Date: Tue, 01 Sep 2015 19:16:32 +0300

> Date: Tue, 1 Sep 2015 08:46:26 -0700 (PDT)
> From: Drew Adams <address@hidden>
> When character folding is turned on, shouldn't you be able to
> search for á and find (match) a, à, ã, ª, â, å, and ä?

No.  You should find only á.

> I think so.  Currently you cannot - you can only do the reverse:
> search for a and find any of the above.  a is treated specially.
> Why?

It's the same principle as with case-folding: if you type "FOO", you
will not find the lowercase variant.

> I suppose that the logic behind the current implementation is
> to mirror what we do with case-fold searching.  But is that the
> right thing in this case?

It's what the Unicode Standard recommends, and IMO it makes a lot of
sense.  See http://unicode.org/reports/tr10/#Searching.

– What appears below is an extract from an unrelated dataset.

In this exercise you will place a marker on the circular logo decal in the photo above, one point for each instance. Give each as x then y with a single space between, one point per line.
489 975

> To me, folding a group of chars together for search purposes
> should be symmetric - go both ways.

You will see that the above Unicode report explicitly recommends to
make it _asymmetric_.

> Why not?  Why, when char folding, treat plain a specially for
> searching?  Why not treat á, a, à, ã, ª, â, å, and ä the same?
> Isn't that the point here?  We are telling Isearch that they
> are equivalent.  Why pick one of them as the canonical
> search-pattern to use for finding any of them?  Why privilege
> a over á, a, à, ã, ª, â, å, and ä?

Because we are not "telling Isearch that they are equivalent".  We are
asking for matches that disregard the diacriticals (and in case of ª
also higher-order collation-order variation).

> Now most of the time I, like most people, will by typing a
> instead of á into a search string.  But that's not really the
> point.  I think users should be able to use any members of an
> equivalence class of chars indifferently.

That'd make searching for exactly á unnecessarily complicated and/or
cumbersome, for no good reason.  The symmetry you suggest has no
practical advantages (because you can find all of these characters by
just specifying a), but does have significant practical disadvantages.

> This feature, welcome as it is, seems only half-baked, so far.

No need for derogatory language, thank you.  We certainly have a lot
to learn about this feature, but half-baked it isn't.